Hacker News new | ask | show | jobs
by warrenm 1608 days ago
>The market is huge

Apparently ... it's not

Or, rather, it's not YET "huge"

Sure - half the planet is online, but they're speaking myriad languages in more combinations of enunciation, dialect, and accent than is probably even calculable

>the Natural Language Processing of "OK Google" and Siri are quite refined at this point

Totally different to ask for today's weather and to tell a computer what to do - just like it's totally different to hit your favorite search engine and type "what is Pluto's orbit" and to write the search engine that goes off and does what you asked (and even when it does go off and do it, it still returns multiple (often conflicting) results - which leads to the whole problem of identifying authority online (something I wrote about 15+ years ago https://antipaucity.com/2006/10/23/authority-issues-online/#...))

It's also worlds different to be able to respond to variations on a theme of maybe a couple hundred search keywords (is it even that many?) and the literally unlimited number of commands people issue to their computing devices every day. Let's even say Siri is That Good™ - you've got a MacBook, iPhone, and iPad on your desk ...which one should respond when you say, "Hey, Siri"? Why that one vs this one? Do you have to start every command with the name of the device? Maybe that's not so hard at home (maybe), but get into corporate environments with naming conventions like H5GG71WLD? ... or dozens/scores/hundreds of people within listening distance of everyone's microphones getting triggered by other conversations in the room, conference calls, your cubemates' inability to attenuate their voices and aim only at their laptop when talking ...

It's a nightmare to think about - practically, let alone computationally

Most people look at the example of, say, Star Trek for voice commands to "the computer". Ever notice the computer only responds when the script demands it? Geordi shouting in Engineering commands to his team or panicked messages to the bridge are never misinterpreted by the computer as commands to it

That's mighty convenient - and not at all representative of anything resembling a reality we can create [yet]

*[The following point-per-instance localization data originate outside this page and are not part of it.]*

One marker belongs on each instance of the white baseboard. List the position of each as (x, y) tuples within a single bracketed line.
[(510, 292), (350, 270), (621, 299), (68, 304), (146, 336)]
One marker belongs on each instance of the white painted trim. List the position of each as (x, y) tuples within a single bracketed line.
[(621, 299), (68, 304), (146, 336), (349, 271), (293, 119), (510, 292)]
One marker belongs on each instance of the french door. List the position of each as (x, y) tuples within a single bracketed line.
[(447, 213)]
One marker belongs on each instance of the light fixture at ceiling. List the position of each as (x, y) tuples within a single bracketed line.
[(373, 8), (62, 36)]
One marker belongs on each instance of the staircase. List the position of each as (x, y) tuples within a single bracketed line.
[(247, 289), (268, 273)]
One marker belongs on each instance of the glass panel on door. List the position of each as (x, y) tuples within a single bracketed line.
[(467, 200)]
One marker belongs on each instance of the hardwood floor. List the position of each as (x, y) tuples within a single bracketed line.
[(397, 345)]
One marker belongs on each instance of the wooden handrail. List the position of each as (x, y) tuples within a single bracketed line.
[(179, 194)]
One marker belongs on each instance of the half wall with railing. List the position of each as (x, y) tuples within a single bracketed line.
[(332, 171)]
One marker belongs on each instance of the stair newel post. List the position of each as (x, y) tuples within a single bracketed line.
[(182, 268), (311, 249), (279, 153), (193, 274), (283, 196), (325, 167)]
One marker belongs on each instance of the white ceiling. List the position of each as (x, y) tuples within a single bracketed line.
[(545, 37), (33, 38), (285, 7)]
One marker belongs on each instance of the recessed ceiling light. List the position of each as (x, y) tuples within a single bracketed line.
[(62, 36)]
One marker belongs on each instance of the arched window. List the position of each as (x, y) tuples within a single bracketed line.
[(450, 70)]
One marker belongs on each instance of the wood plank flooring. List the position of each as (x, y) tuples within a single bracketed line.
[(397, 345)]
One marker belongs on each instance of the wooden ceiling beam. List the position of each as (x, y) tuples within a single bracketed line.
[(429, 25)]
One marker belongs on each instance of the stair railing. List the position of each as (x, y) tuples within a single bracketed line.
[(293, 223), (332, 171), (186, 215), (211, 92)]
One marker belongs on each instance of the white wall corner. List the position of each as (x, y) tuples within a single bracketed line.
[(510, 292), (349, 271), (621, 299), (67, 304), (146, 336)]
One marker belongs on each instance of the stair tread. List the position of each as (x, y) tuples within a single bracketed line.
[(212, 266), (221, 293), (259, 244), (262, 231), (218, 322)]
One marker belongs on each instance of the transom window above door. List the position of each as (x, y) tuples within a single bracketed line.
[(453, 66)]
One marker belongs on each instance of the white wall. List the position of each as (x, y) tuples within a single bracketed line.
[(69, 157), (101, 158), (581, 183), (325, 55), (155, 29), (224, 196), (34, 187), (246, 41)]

Maybe in another few decades or centuries ... but I'd wager probably not

Another consideration: speaking is very slow compared to a click, tap, or typing a few characters at a prompt. Why would you want to intentionally make your human-to-device interactions more clumsy and error-prone?

1 comments

OP here. Great comments and ideas, all. A few notes: * Talon is pretty great * I think the market for text to speech and voice control is huge, and maybe Dragon/Nuance rules it because of their patents, but oh, does it suck. Like being stuck on Windows 95 or something. * Voice Recognition is in fact currently good enough to get real work done efficiently * Serious RSI can't be fixed with ergonomics or better devices * If there were a modern alternative to Dragon, it would solve a chunk of the problem

It's true that computer control currently requires a lot of customization, but I see no practical reason why we can't at least make simple commands fast and accurate, i.e., 'create new html document in VS Code'.